Heeseung stood up, extending his hand down toward Jake. It was a command disguised as an invitation.

"Write what I remember, Jaeyun," Heeseung commanded, his voice echoing off the cavern walls, heavy with the weight of millennia. "Before it all turns to ash. Before I forget who I am."

Jake looked at the large, pale hand offered to him, then at the stone desk waiting with blank pages. He was trapped in a mountain, miles away from human civilization, at the mercy of a creature that could incinerate him with a breath. Yet, looking into Heeseung's desperate, burning eyes, Jake felt a strange, terrifying pull.

Slowly, his small, ink-stained hand lifted, and he placed it into the dragon's large, warm palm.

——

The first few days inside the dragon’s lair felt like a blur of a feverish nightmare for Jake. However, slowly, the paralyzing terror began to morph into a strange, intimate, and intoxicating routine.

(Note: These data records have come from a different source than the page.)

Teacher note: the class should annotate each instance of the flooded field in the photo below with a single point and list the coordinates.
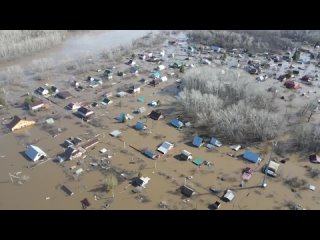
(38, 186)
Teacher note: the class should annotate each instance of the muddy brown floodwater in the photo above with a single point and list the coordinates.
(39, 187)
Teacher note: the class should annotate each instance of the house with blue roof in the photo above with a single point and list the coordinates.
(197, 141)
(149, 154)
(122, 117)
(140, 126)
(155, 75)
(165, 147)
(35, 153)
(107, 74)
(215, 142)
(252, 157)
(176, 123)
(134, 70)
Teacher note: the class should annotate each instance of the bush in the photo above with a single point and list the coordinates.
(296, 182)
(16, 43)
(253, 40)
(307, 137)
(230, 105)
(2, 101)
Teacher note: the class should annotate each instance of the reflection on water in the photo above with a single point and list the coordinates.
(83, 43)
(96, 41)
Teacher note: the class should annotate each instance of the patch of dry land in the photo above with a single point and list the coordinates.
(37, 185)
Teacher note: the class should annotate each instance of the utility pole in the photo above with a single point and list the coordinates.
(264, 184)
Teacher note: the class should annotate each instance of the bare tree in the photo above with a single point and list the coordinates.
(110, 183)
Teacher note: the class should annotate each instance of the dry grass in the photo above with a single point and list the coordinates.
(17, 43)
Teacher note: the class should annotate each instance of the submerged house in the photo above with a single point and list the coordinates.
(187, 191)
(141, 182)
(292, 84)
(71, 153)
(197, 141)
(140, 126)
(107, 74)
(134, 70)
(155, 115)
(150, 154)
(252, 157)
(64, 95)
(35, 153)
(185, 155)
(176, 123)
(84, 112)
(18, 123)
(165, 147)
(228, 196)
(215, 142)
(42, 91)
(36, 105)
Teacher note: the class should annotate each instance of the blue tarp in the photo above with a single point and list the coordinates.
(197, 141)
(215, 142)
(121, 117)
(133, 70)
(252, 157)
(139, 125)
(197, 161)
(156, 74)
(149, 154)
(176, 123)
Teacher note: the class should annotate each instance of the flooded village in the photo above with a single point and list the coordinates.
(108, 131)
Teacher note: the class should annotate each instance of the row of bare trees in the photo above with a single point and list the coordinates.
(229, 104)
(254, 40)
(16, 43)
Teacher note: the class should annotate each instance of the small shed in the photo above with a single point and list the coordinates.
(252, 157)
(187, 191)
(176, 123)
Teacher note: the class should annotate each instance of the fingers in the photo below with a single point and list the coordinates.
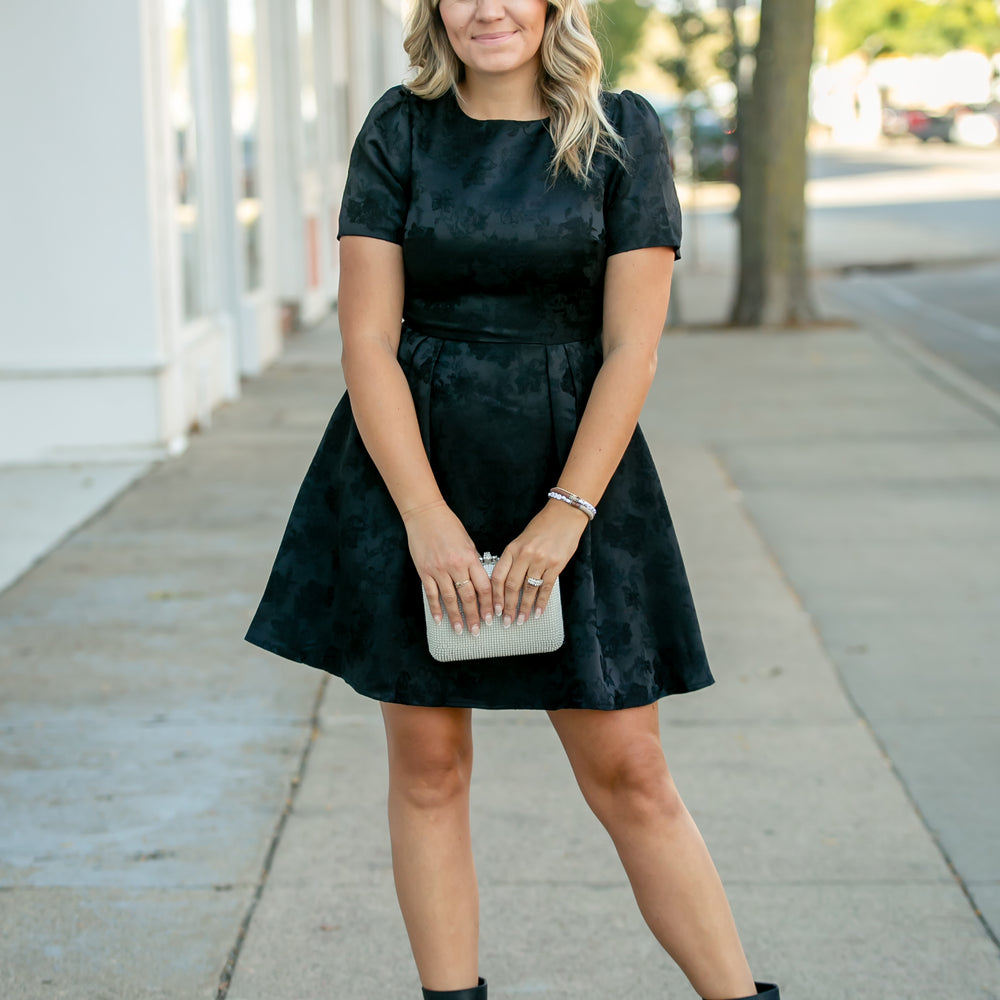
(515, 598)
(465, 601)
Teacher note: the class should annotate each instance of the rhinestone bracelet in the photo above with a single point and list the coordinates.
(558, 493)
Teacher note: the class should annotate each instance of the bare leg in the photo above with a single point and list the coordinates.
(618, 761)
(430, 766)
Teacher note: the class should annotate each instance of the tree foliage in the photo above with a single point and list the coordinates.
(705, 46)
(909, 27)
(618, 27)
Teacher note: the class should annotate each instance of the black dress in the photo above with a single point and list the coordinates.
(501, 345)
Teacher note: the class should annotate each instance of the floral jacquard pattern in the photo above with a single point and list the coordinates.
(500, 344)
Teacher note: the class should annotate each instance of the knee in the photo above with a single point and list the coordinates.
(431, 773)
(634, 785)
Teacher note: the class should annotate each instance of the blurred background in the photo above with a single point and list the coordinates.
(186, 816)
(174, 170)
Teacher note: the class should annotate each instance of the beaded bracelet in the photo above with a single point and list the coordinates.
(558, 493)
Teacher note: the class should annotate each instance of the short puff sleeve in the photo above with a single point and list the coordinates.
(640, 201)
(377, 192)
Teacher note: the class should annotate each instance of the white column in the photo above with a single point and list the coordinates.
(79, 357)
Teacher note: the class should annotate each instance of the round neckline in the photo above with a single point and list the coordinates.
(457, 105)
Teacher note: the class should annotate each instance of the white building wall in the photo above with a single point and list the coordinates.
(96, 357)
(78, 340)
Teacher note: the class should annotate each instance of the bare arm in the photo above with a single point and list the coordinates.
(370, 311)
(636, 295)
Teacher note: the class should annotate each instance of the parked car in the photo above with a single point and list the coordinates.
(966, 124)
(926, 126)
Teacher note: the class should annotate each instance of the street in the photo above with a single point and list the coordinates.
(927, 260)
(188, 817)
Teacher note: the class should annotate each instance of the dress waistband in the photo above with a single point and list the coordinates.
(489, 337)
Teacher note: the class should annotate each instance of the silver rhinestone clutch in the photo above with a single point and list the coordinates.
(537, 635)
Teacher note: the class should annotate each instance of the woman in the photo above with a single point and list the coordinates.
(524, 224)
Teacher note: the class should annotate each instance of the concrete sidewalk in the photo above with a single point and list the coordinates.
(182, 810)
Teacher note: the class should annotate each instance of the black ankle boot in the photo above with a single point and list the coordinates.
(765, 991)
(472, 993)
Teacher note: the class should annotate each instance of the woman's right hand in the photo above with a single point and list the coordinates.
(449, 566)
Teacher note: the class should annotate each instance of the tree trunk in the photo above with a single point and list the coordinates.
(774, 280)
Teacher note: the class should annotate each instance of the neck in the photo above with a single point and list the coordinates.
(512, 95)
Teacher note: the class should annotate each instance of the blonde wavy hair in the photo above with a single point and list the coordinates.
(569, 82)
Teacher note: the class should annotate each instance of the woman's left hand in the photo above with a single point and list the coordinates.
(540, 552)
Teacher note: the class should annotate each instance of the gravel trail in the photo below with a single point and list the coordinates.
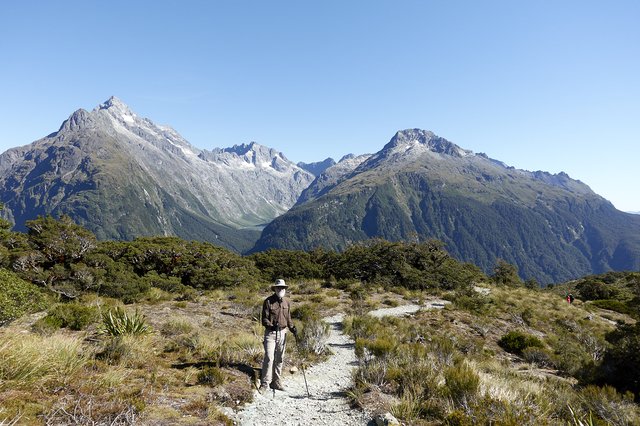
(327, 382)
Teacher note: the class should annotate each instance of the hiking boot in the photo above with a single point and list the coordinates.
(277, 386)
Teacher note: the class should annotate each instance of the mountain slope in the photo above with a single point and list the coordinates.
(123, 176)
(421, 186)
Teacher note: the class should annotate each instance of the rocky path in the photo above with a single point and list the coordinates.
(328, 381)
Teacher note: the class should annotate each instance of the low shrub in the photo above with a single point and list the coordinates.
(516, 342)
(211, 376)
(17, 297)
(73, 316)
(313, 337)
(609, 405)
(613, 305)
(462, 384)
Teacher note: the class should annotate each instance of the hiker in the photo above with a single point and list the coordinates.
(276, 318)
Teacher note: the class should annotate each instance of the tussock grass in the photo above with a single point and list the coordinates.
(29, 360)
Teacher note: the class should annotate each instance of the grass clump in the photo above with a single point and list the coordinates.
(516, 342)
(118, 322)
(32, 360)
(212, 376)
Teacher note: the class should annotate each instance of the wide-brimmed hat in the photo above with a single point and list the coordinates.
(279, 283)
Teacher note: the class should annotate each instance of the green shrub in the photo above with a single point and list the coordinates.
(211, 376)
(516, 342)
(17, 297)
(313, 337)
(462, 383)
(117, 322)
(537, 356)
(613, 305)
(608, 405)
(73, 316)
(305, 312)
(381, 347)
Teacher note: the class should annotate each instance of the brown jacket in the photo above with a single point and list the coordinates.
(276, 311)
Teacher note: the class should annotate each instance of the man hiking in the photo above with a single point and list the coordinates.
(276, 318)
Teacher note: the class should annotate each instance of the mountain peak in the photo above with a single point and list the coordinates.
(116, 107)
(426, 139)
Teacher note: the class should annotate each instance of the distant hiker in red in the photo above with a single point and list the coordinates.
(276, 318)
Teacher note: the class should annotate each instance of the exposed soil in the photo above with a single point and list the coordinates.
(326, 403)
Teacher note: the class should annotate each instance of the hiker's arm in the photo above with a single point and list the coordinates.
(266, 320)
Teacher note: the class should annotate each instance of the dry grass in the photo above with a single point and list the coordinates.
(29, 360)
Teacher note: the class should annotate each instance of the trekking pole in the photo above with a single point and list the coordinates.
(304, 375)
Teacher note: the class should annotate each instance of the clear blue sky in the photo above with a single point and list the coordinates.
(541, 85)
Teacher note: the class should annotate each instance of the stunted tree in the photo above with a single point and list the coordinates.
(60, 241)
(506, 274)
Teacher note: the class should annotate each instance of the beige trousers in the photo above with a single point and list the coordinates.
(274, 346)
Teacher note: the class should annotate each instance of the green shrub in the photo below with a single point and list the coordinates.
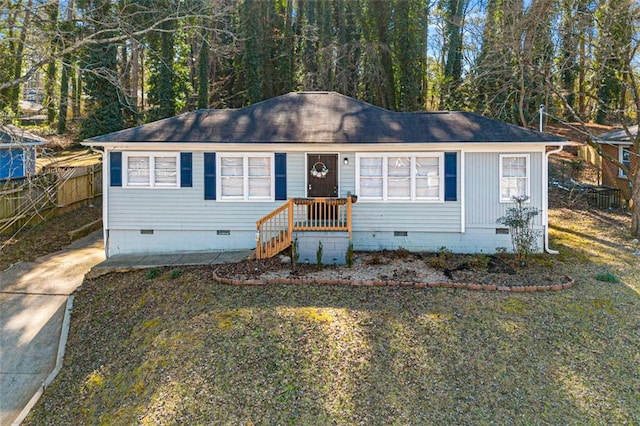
(519, 219)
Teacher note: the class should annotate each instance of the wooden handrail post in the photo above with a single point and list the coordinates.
(349, 215)
(291, 213)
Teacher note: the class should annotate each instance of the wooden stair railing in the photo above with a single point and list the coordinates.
(275, 230)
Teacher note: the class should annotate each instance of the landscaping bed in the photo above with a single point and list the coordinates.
(173, 346)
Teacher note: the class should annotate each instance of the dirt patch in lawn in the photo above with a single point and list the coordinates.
(401, 267)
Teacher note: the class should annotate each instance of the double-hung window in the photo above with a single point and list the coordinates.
(400, 177)
(514, 176)
(151, 170)
(246, 177)
(625, 159)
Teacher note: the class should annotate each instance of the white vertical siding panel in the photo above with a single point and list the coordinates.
(482, 187)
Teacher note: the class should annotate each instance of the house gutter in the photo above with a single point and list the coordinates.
(105, 197)
(545, 199)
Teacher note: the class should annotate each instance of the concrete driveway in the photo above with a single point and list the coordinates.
(33, 299)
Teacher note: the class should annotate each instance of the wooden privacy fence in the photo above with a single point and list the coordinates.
(30, 200)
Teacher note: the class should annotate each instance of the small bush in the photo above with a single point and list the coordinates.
(607, 277)
(153, 273)
(436, 262)
(375, 259)
(479, 260)
(445, 253)
(402, 253)
(519, 219)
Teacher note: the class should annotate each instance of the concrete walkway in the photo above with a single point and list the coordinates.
(33, 298)
(33, 304)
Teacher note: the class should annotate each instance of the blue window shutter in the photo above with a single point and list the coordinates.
(450, 174)
(281, 175)
(209, 175)
(115, 168)
(186, 172)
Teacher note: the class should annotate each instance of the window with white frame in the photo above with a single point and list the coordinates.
(151, 170)
(624, 153)
(246, 177)
(514, 176)
(400, 177)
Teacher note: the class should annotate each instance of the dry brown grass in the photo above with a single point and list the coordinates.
(182, 349)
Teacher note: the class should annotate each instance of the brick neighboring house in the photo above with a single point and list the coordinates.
(616, 144)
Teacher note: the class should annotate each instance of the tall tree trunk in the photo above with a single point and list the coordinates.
(17, 70)
(135, 74)
(50, 85)
(64, 96)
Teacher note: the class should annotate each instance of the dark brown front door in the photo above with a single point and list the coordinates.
(322, 181)
(322, 175)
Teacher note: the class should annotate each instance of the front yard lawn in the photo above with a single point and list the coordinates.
(182, 349)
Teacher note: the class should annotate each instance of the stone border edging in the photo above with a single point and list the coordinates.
(391, 283)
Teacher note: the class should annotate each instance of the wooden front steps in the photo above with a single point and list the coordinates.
(275, 230)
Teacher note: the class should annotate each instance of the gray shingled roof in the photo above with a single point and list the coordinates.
(618, 135)
(323, 117)
(10, 134)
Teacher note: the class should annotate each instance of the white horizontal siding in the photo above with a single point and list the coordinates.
(182, 208)
(185, 209)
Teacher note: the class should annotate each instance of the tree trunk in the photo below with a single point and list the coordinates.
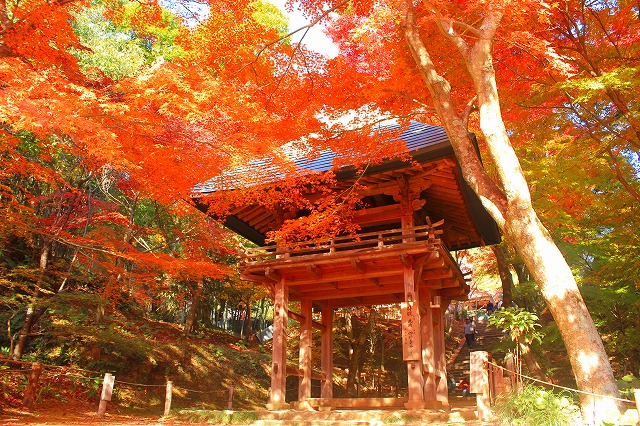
(355, 361)
(196, 295)
(505, 275)
(33, 315)
(530, 360)
(247, 319)
(510, 204)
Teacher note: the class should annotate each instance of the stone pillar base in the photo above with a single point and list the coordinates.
(302, 406)
(416, 405)
(277, 406)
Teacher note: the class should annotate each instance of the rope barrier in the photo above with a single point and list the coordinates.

The cavern never grew cold. The immense heat radiating from Heeseung’s body—in both his draconic and human forms—seeped into every corner of the stone and the mounds of treasure, creating a warm, sheltered microclimate in the heart of a mountain surrounded by perpetual snow. Heeseung had carefully curated a small alcove near the stone desk for Jake. The dragon had dragged plush silk tapestries and velvet cloaks from ancient royal spoils to serve as Jake’s bed, shielding his fragile human skin from the sharp edges of the gold coins.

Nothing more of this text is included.